TaskLens: Generating Task-Conditioned Scaffolded Interfaces for Learning Professional Creative Software
For novices learning complex creative software, TaskLens provides automatically generated scaffolded interfaces that reduce cognitive load and improve learning, addressing a key challenge in HCI and education.
TaskLens generates task-conditioned scaffolded UIs for professional creative software using LLMs. In a user study with 32 beginners, it reduced perceived task load and improved task performance and domain concept learning in Blender.

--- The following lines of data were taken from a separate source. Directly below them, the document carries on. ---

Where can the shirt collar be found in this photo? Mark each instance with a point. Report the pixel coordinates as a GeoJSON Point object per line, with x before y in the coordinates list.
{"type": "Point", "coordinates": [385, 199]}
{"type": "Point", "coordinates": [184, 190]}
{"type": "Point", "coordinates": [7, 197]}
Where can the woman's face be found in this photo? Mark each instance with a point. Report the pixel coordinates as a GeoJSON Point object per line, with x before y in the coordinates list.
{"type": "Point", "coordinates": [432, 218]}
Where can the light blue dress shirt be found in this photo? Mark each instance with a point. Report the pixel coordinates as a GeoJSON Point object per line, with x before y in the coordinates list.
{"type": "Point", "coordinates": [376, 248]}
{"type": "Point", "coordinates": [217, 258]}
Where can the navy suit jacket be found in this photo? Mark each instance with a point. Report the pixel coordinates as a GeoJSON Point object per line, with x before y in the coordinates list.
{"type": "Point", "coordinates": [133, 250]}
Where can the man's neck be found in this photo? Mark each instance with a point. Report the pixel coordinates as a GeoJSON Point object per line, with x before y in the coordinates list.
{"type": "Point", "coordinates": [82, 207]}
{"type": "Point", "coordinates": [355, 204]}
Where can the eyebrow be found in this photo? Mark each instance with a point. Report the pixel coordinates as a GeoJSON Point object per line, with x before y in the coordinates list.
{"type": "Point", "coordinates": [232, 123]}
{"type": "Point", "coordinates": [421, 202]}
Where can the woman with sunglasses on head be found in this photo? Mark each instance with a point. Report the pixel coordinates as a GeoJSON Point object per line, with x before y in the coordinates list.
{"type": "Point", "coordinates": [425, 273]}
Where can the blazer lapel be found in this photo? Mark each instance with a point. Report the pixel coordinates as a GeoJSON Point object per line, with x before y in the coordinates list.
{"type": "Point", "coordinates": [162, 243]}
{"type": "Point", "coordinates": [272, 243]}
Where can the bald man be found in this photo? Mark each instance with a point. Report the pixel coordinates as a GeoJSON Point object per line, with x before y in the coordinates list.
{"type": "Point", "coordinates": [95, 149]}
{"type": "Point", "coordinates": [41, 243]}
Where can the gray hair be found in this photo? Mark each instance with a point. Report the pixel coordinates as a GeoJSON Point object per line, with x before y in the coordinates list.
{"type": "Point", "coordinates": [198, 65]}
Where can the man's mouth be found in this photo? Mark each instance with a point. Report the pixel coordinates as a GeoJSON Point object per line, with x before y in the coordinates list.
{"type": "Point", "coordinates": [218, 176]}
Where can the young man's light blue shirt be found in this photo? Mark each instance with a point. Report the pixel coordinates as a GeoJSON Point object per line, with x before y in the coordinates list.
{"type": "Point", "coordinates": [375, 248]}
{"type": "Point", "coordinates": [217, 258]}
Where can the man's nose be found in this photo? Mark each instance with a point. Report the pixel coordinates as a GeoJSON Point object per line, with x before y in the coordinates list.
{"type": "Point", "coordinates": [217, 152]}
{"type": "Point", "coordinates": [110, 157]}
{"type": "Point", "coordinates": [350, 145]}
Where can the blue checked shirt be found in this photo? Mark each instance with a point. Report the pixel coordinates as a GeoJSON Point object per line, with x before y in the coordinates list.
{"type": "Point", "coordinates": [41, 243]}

Professional creative software has steep learning curves for novices due to complex interfaces, limited guidance, and unfamiliar terminology. To support educators and tool creators in addressing learner challenges, we introduce TaskLens, an LLM-based method that automatically generates task-conditioned scaffolded UIs from natural language task descriptions. Our method uses LLMs to identify workflow stages and domain concepts, select task-relevant tools, generate implementation code, and execute the code to produce scaffolded interfaces. The interfaces surface relevant tools, organize them by workflow stage, link them to domain concepts, and progressively disclose advanced features. We evaluate TaskLens by deploying two LLM-generated scaffolded interfaces in Blender, a professional 3D modeling software. A user study with beginners (n=32) showed that our scaffolded interfaces significantly reduced perceived task load, improved task performance through embedded workflow guidance, and increased domain concept learning in Blender during task execution. A second study with experts (n=8) showed improved task efficiency and potential to create personalized UIs for productivity and creativity.